In the announcement made in April 2016 it was stated that completion was expected to take place no later than on June 30, 2016. As the final documentation was completed on July 1, the closing date has accordingly been somewhat delayed.

Pursuant to the terms of the sales and purchase agreement, the purchaser and the vendors, respectively, have been granted certain put and call options in respect of the shares that are subject of the transaction.

Emas will use the  net proceeds arising from the transaction or debt repayment, working capital and general corporate requirements.

Ezra said that the transaction is consistent with Emas’ strategy of moving away from the ownership of FPSO assets and instead to leverage on the experience in FPSO conversion.
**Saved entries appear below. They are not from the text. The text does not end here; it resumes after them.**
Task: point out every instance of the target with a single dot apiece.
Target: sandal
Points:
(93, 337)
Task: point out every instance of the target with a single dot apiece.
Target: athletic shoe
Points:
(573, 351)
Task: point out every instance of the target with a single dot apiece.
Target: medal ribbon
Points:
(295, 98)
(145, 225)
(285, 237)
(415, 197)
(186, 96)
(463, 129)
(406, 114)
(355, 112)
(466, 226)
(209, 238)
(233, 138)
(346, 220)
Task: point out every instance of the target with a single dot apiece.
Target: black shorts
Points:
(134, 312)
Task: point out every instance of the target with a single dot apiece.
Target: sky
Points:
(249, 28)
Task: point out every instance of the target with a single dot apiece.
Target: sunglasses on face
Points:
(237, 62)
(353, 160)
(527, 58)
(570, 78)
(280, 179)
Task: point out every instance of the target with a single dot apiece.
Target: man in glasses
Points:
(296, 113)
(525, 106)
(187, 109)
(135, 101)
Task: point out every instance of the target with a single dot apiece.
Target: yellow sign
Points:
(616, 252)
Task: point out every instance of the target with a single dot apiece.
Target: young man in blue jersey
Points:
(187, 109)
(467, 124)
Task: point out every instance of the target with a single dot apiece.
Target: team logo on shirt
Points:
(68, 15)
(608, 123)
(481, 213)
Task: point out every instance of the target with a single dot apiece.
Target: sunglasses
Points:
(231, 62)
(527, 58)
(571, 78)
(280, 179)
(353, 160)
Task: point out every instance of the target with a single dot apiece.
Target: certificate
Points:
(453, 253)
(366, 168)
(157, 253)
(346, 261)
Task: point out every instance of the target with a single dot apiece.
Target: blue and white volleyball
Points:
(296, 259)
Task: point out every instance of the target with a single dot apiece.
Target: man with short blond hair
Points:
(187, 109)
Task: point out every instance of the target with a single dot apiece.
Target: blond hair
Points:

The transaction will also enable Emas to refocus the company’s business in the offshore support sector during the current challenging times in the oil and gas sector, Ezra added.

Under the agreement, the aggregate consideration to be received by Emas will be an amount in cash equal to $17.75 million less the aggregate amount of shareholders’ loan made by Emas to PV Keez including all accrued interests outstanding as at May 31, 2016 amounting to $6.9 million, and to be paid on the closing date; and deferred consideration, subject to certain exceptions, in the maximum aggregate amount of $63 million to be determined on the basis of 20.9% of certain excess operating cash flows in PV Keez generated from the vessel, if any, to be received by Petrofirst in the form of shareholder distributions or shareholder loans during the period from January 1, 2021 to (and including) December 31, 2025, and such amounts, if any, net of relevant costs, taxes and other specified amounts, to be paid annually.